KPMG’s EU Tax Centre compiles a regular update of EU and international tax developments that can have both a domestic and a cross-border impact, with the aim of helping you keep track of and understand these developments and how they can impact your business.
Latest CJEU, EFTA and ECHR
COURT OF JUSTICE OF THE EUROPEAN UNION
AG opinion on the Spanish sanctions applicable for failure to report assets held abroad
On July 15, 2021, Advocate General (AG) Henrik Saugmandsgaard Øe issued his opinion in the case Commission vs Spain (C-788/19). The case concerns the sanctions imposed by Spain for failure to report assets held abroad.
Under Spanish legislation introduced in 2012, Spanish taxpayers are required to disclose information on assets (including properties, bank accounts and financial assets) held abroad – Form 720. Failure to comply with the obligation leads to several negative consequences, including classifying the assets as unjustified asset gains and their inclusion in the general tax base regardless of the date of acquisition, imposing a fine of 150 percent, as well as fixed fines. The European Commission found that the sanctions are disproportionate and discriminate against taxpayers who invest across borders in the EU Single Market. As a result, it decided to refer Spain to the Court of Justice of the European Union (CJEU).
The AG analyzed the Spanish legislation in light of the freedoms guaranteed by the Treaty on the Functioning of the European Union (TFEU). In the AG’s view, the regulations represent a restriction on the free movement of capital as they can deter Spanish tax residents from investing in other jurisdictions. Since this specific restriction can be justified by the objectives pursued by the legislation at issue (i.e. the fight against tax fraud and tax evasion), the AG focused on the question of whether the sanctions are proportional.
The AG noted that, in the specific case of real estate, and bank accounts opened abroad after the Council Directive 2014/107/EU on mandatory automatic exchange of information in the field of taxation entered into force, the Spanish authorities had the means to carry out the necessary checks to determine additional tax liabilities. Therefore, in his view, sanctioning the failure to disclose this information or the late submission of the Form 720 by treating the assets as unjustified capital gains and imposing a fine of 150 percent of their value represent disproportionate measures, as they go beyond what is necessary.

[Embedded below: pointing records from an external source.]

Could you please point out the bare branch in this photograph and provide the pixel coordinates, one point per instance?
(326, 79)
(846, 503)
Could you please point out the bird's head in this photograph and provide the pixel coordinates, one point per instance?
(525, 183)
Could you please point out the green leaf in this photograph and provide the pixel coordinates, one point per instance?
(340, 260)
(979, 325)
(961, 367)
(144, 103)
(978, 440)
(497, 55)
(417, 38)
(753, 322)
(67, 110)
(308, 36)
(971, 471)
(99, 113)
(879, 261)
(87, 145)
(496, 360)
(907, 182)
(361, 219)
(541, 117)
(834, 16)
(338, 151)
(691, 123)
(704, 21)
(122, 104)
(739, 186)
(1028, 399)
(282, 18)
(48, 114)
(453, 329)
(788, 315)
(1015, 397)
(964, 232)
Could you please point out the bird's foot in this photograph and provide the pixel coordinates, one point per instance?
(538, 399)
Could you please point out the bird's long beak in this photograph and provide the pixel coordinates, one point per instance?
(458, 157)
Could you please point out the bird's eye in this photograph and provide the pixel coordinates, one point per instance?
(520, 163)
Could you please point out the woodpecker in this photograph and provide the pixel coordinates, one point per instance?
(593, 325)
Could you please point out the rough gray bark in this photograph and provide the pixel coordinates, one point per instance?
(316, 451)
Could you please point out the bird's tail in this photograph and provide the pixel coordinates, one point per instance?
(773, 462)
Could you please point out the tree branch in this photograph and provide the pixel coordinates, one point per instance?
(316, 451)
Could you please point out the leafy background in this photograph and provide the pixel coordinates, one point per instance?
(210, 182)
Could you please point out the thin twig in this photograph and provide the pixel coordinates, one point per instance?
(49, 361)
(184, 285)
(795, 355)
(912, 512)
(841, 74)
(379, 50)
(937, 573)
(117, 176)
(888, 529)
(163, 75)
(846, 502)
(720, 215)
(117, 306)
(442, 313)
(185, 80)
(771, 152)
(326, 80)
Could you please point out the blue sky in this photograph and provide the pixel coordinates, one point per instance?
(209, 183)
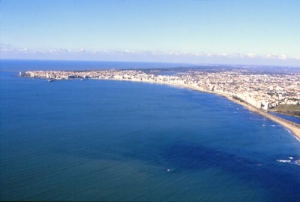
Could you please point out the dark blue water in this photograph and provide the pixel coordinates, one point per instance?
(290, 118)
(125, 141)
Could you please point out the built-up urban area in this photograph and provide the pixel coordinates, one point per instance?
(261, 90)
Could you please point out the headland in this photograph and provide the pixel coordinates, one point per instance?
(256, 91)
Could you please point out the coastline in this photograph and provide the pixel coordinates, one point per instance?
(291, 126)
(293, 129)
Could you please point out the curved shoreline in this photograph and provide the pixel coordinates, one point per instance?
(294, 130)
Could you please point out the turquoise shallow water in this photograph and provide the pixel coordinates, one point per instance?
(110, 140)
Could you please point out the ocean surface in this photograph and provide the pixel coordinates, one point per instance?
(124, 141)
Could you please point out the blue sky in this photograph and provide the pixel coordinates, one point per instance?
(190, 31)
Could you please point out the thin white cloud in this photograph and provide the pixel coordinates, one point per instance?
(9, 51)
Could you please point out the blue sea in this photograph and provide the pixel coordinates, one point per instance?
(123, 141)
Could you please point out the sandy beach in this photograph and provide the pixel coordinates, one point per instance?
(292, 128)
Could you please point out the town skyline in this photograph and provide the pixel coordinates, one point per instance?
(196, 32)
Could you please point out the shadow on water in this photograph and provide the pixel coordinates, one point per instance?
(189, 157)
(195, 157)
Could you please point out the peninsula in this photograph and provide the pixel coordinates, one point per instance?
(257, 91)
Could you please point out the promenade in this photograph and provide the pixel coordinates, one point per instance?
(255, 91)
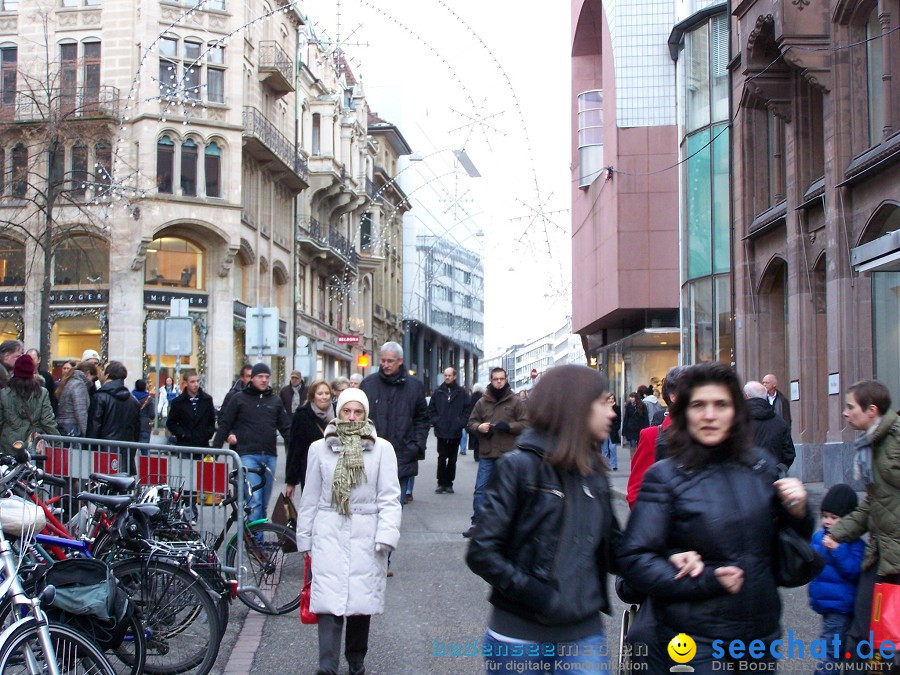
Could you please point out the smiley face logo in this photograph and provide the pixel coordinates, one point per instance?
(682, 648)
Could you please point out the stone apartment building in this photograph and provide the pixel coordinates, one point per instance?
(817, 209)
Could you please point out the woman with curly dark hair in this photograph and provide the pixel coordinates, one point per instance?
(717, 495)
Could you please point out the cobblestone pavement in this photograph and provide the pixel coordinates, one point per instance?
(434, 605)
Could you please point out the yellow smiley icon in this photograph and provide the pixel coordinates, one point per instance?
(682, 648)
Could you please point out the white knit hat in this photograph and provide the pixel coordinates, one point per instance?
(352, 394)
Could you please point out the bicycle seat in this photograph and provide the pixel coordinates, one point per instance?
(120, 482)
(114, 502)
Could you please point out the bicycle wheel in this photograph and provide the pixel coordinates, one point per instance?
(75, 654)
(277, 574)
(180, 618)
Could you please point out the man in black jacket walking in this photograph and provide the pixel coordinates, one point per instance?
(770, 431)
(192, 415)
(449, 412)
(398, 410)
(250, 422)
(115, 414)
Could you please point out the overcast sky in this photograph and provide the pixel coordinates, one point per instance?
(431, 73)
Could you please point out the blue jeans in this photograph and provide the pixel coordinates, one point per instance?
(832, 623)
(485, 471)
(609, 451)
(259, 500)
(545, 658)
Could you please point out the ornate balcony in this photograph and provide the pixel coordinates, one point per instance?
(263, 141)
(276, 68)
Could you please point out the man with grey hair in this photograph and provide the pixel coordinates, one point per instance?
(770, 431)
(398, 410)
(10, 350)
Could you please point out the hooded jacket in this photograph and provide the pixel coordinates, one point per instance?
(449, 410)
(398, 410)
(192, 428)
(879, 512)
(115, 414)
(254, 417)
(349, 576)
(771, 432)
(508, 416)
(545, 543)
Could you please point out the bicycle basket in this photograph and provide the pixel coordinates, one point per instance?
(18, 515)
(88, 598)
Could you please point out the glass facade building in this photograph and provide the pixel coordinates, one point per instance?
(706, 290)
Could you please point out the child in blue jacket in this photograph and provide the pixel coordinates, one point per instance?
(833, 592)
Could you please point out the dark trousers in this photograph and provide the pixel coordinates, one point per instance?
(448, 450)
(356, 643)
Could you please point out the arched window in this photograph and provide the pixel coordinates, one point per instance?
(212, 164)
(103, 166)
(165, 164)
(12, 263)
(189, 168)
(81, 261)
(175, 262)
(20, 171)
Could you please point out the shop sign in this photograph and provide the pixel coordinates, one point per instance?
(165, 298)
(79, 297)
(12, 299)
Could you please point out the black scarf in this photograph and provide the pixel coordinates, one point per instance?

On the other hand, for cases when the old directive on mutual assistance applied – where the exchange of information was not automatic or compulsorily – it could be argued that the sanctions are proportionate.
The AG also found that the fixed fines applicable under the regulations at hand are higher than those applied in internal situations. As such, he concluded that the fines represent a breach of EU law.
Referral regarding the Norwegian limited interest deduction rule
On July 1, 2021, the Oslo District Court requested an advisory opinion from the EFTA Court in a case (E-3/21) concerning the compatibility of the Norwegian limited interest deduction rule with the EEA agreement
General Court decision on Commission’s decision to investigate several Dutch tax rulings
On July 14, 2021 the General Court of the European Union issued its judgment in a case (T-648/19) concerning the Commission’s decision to initiate a formal investigation procedure with regard to several tax rulings issued by the Dutch tax administration.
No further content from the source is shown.